FPGAs in Trading

What is an FPGA?

A Field Programmable Gate Array, or FPGA, is a type of integrated circuit (IC) that contains an array of Configurable Logic Blocks (CLB) connected via a configurable interconnect. The CLBs can be configured to implement custom combinational and sequential digital circuits in a similar fashion as an ASIC, but with the advantage of easy reconfiguration. 

Modern FPGAs have different types of internal resources like memories and DSP cells that can be used to implement pretty much any data processing and control algorithms. 

FPGAs are normally programmed using a Hardware Description Language (HDL) like SystemVerilog or VHDL and can also be programmed with High level synthesis (HLS) using transcompilation  from high-level languages (SystemC, Python, MATLAB and C/C++) to HDL.

The HDL is synthesised in a process that converts the code into a netlist of basic CLB and memory elements. This netlist is then placed and routed to generate the executable binary. 

The image below shows placed and routed CLBs (blue) in a Xilinx FPGA.  

Due to its versatility, FPGAs are used in all sorts of industries like aerospace & defence, ASIC prototyping, automotive, broadcast & pro AV, consumer electronics, data centre, high performance computing and data storage, medical, security, video & image processing, telecommunication, etc.

Role of FPGA in trading

Like in many other industries that rely on large amounts of data, trading employs FPGA predominantly as accelerators. Between several different application we can highlight a few examples where FPGA acceleration is widespread: data processing acceleration and networking acceleration.

Data processing acceleration

FPGAs can be used as co-processors to accelerate data analysis and processing in research and production environments. 

If we consider the example of Options Pricing using Monte Carlo simulation. In the figure below, f2 represents the Monte Carlo simulation run in a multi-core processor. The number of parallel runs is limited by the number of available cores in the system. 

If we move f2 to a FPGA co-processor, the number of parallel runs is only limited by the size of the FPGA. Most current  FPGA platforms can host hundreds of calculation engines. 

This type of co-processing can yield large run time savings if used properly. The caveat here is the data transfer overhead, specifically the PCIe latency. The amount of processed data needs to justify the PCIe delays for this approach to be efficient. 

Networking acceleration

Another common area of acceleration in trading is networking. 

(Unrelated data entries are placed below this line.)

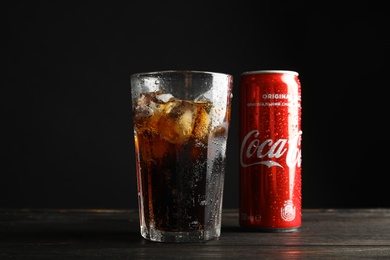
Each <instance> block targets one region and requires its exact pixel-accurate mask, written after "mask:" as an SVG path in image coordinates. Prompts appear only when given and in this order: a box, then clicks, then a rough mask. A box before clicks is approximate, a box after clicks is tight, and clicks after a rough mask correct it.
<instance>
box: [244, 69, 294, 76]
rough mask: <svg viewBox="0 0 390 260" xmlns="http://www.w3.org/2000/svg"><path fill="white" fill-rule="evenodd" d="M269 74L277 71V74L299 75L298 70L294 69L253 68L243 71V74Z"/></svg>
mask: <svg viewBox="0 0 390 260" xmlns="http://www.w3.org/2000/svg"><path fill="white" fill-rule="evenodd" d="M267 73H268V74H269V73H276V74H286V73H287V74H293V75H296V76H298V72H296V71H292V70H253V71H246V72H243V73H242V74H241V75H249V74H267Z"/></svg>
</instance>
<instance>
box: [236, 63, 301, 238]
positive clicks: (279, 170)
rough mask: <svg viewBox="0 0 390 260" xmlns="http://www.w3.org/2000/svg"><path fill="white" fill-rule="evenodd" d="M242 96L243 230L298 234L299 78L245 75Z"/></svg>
mask: <svg viewBox="0 0 390 260" xmlns="http://www.w3.org/2000/svg"><path fill="white" fill-rule="evenodd" d="M239 91H240V105H239V106H240V129H239V137H240V174H239V175H240V177H239V180H240V190H239V193H240V201H239V203H240V207H239V219H240V220H239V221H240V226H241V227H244V228H255V229H258V230H264V231H274V232H293V231H296V230H297V229H298V228H299V227H300V226H301V219H302V213H301V208H302V206H301V200H302V196H301V185H302V184H301V183H302V182H301V139H302V130H301V110H302V109H301V84H300V81H299V79H298V73H297V72H295V71H286V70H260V71H248V72H244V73H242V74H241V81H240V89H239Z"/></svg>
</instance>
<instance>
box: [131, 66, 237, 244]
mask: <svg viewBox="0 0 390 260" xmlns="http://www.w3.org/2000/svg"><path fill="white" fill-rule="evenodd" d="M130 78H131V96H132V99H131V102H132V116H133V125H134V143H135V155H136V158H135V162H136V173H137V185H138V202H139V217H140V231H141V235H142V237H144V238H145V239H148V240H150V241H158V242H202V241H208V240H218V239H219V237H220V234H221V215H222V199H223V187H224V177H225V166H226V145H227V138H228V130H229V123H230V111H231V101H232V97H233V96H232V88H233V77H232V76H231V75H229V74H224V73H216V72H207V71H188V70H169V71H156V72H146V73H137V74H133V75H131V77H130Z"/></svg>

For example, COTS ethernet switches are designed to deal with all possible options and  scenarios covered by the Ethernet standards. Normally, this completeness often comes at the cost of processing latency. FPGA based switches allow users to implement their own internal logic, prioritising their required features and removing unused ones. 

Another commonly customised FPGA based networking device are Network Interface Cards (NIC). A lot of processing and reaction latency can be saved by moving trading algorithms inside the NIC and closer to the exchange. 

In a typical software only execution system, market data is received by the NIC and forwarded to software via PCIe. In software the market data is decoded and used by the trigger algorithm to decide if an order (buy or sell for example) needs to be sent to the exchange or not. In case an order is generated, the order is built and transferred via PCIe to the NIC to be sent to the exchange.

If the market data decoding, trigger and order building functions are moved inside the NIC the system’s reaction time can be greatly reduced. Even if we disregard the gains generated by implementing the processing functions in FPGA, the removal of PCIe transfer delays already reduces the system’s latency considerably. 


In this article we covered just a few examples of how FPGAs are used in trading. Over last 10 years FPGAs became essential tools for trading, allowing not only low latency execution close to the exchange but also accelerating data analysis in research and production environments. 

FPGAs are at the centre of Maven’s trading systems, and as such our FPGA engineers work closely with trading and software teams to implement and optimise high performance systems. We employ the most advanced FPGAs in the market, pushing the limits of existing hardware and tools in order to achieve the best possible performance.